Archie was raised by his aunts and grandmother in Hastings, the family having deemed his mother and father unfit parents. A shy and awkward boy, he was fascinated by the Indigenous peoples of North America. He dreamed of one day living among the “Indians” in the Canadian wilderness. In pursuing his dream, Archie immigrated to Canada in 1906 at the age of 18. He first established himself as a woodsman and trapper, before rising to prominence as an author and lecturer many years later. He was at home in the Canadian bush and known as a skilled canoeist. Having himself renounced trapping, he was particularly concerned about the plight of the beaver, which by the 1920s had been trapped almost to extinction. He was renowned for his ability to befriend and live with beavers.

An important influence on Archie was his Algonquin-Mohawk companion, Gertrude Bernard, commonly known as Anahareo. Their meeting at Camp Wabikon on Lake Temagami in 1925 was the start of a tumultuous relationship that lasted until 1936. It was she who encouraged him to give up trapping and begin writing. His first success as a writer was the article “The Passing of the Last Frontier”, published in 1929 in the English magazine Country Life.

In January, 1931, Archie, now fully adopting the persona of Grey Owl, gave a sensational talk at the annual convention of the Canadian Forestry Association in Montreal. Dressed in native regalia, he spoke while the film The Beaver People ran in the background. In 1931 his first book, The Men of the Last Frontier, was published. Three more books would follow: Pilgrims of the Wild (1934), Sajo and the Beaver People (1935) and Tales of an Empty Cabin (1936).
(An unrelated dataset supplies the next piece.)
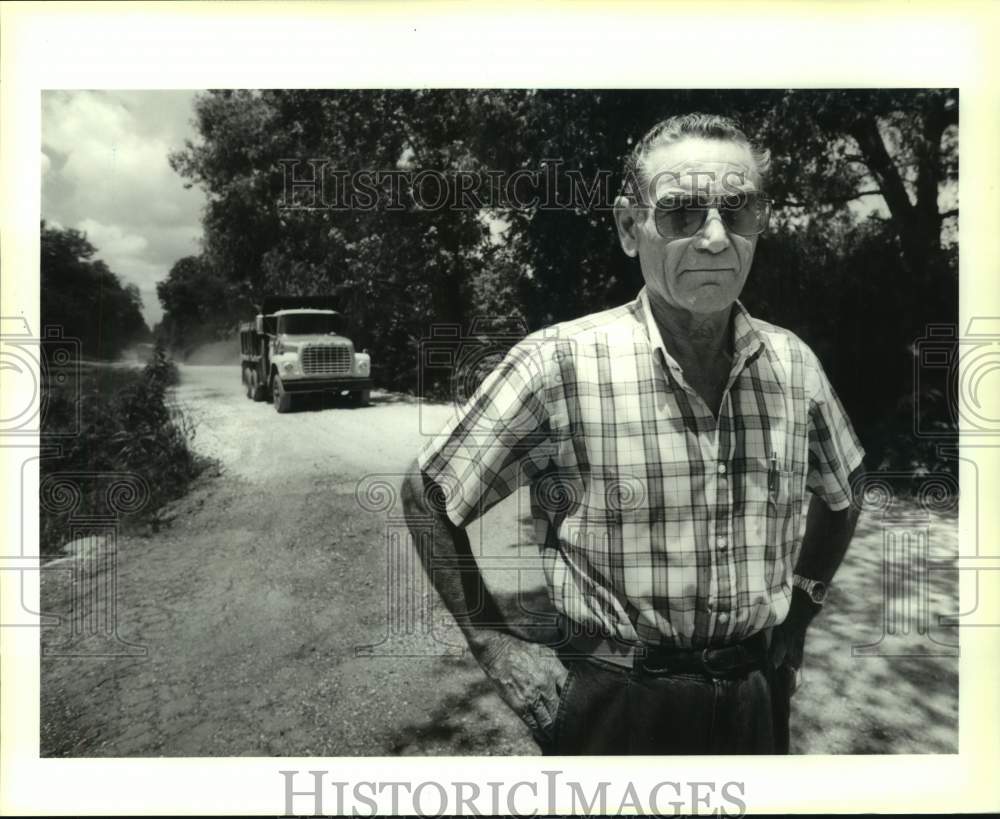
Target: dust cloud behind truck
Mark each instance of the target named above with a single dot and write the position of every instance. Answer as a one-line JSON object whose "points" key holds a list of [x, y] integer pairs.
{"points": [[294, 347]]}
Through his writings Archie became known to Parks Canada, which gave him a position as “caretaker of park animals”, first at Riding Mountain National Park in Manitoba and then at Prince Albert National Park in Saskatchewan. His views on wilderness conservation reached audiences beyond the borders of Canada, bringing attention to the over-exploitation of natural resources and the urgent need to develop respect for the wilderness.

Shortly after his death in Prince Albert, Saskatchewan on 13 April 1938, at the age of 49, Grey Owl’s real identity was revealed. Sadly, the Canada that Grey Owl so loved only remembers him now, if at all, as a “Pretendian”. But his message is as relevant today as it was in his time: You belong to Nature, not it to you.

*     *     *     *     *     *

The North lost a good woodsman, one of its very best, when he passed on. And more men of the Grey Owl stamp are needed, urgently needed, if the animals, the birds, and the forests themselves are to be saved from destruction by commercial interests, by lumber companies who in these money-first-no-sentiment-in-business days would slash the heart out of every beauty spot between here and Hudson Bay.

Bill Guppy "The King of all Woodsmen"

*     *     *     *     *     *

I am an Indian and have spent all my adult life in the woods, yet never have I met one who so sincerely loved and appreciated the wilderness as Grey Owl did.